The two artists’ full names are Eduardo Ponjuán and René Francisco Rodriguez, and they have been working as a four-handed duo, so to speak, since 1986.
Almost exactly five years ago, thousands of people besieged Dresden’s main train station to jump on the train full of embassy refugees coming from Prague. Today, the same thing is happening again in Havana. Hundreds waited at the port ferry docks to board and “divert” it to Florida. The patriarch’s autumn appears to be turning into winter.
In this context, the exhibition of the Institut für Auslandsbeziehungen “Vuelo” gains explosiveness. “Vuelo” means flight and sounds like a promise to the ears of many Cubans. The two artists know this. But they certainly had more than just the most obvious interpretation in mind when they chose the title. They also understand it to mean flight as the utopia of art par excellence, to which they commit themselves while dismantling it at the same time.

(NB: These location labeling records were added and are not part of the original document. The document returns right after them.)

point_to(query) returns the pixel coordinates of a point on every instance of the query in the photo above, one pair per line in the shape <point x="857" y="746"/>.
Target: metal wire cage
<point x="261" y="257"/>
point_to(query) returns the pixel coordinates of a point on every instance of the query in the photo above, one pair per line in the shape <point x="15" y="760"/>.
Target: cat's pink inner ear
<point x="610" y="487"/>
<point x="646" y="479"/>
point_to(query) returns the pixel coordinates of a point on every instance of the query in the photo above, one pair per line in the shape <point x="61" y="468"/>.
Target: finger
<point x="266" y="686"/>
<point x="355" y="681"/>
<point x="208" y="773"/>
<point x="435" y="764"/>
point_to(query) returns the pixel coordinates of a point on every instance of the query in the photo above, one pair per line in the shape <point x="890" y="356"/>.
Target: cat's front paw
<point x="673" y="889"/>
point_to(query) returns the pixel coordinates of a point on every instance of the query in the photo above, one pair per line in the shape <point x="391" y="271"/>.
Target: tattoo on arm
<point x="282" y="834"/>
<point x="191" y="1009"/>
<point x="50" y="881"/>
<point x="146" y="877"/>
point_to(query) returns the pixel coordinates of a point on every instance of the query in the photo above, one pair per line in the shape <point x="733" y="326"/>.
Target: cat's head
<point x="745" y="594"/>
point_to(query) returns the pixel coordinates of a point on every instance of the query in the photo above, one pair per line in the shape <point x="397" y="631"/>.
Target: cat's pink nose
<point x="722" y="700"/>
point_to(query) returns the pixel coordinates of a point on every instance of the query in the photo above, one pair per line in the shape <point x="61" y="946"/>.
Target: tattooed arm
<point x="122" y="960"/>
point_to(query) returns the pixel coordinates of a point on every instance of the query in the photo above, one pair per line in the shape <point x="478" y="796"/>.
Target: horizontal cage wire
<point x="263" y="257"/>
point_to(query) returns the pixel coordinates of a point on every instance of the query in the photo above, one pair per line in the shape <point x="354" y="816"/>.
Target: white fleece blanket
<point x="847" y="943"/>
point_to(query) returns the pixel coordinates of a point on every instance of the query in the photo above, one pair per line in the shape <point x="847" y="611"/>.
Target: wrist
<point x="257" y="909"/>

However, part of their subtle explanations is to be understood as verbal camouflage. They had to get used to this method after they dared to include some less than flattering pictures of the El Comandante in an already very critical exhibition in 1989.
René Francisco and Ponjuán still live in Cuba. This must be emphasised because hardly any of the figures from the internationally praised movement of young Cuban artists from the 1980s is still on the island. The greatest exodus of Cuban artists since the 1930s is now taking place, a mass emmegration of all those who find any chance to leave the country.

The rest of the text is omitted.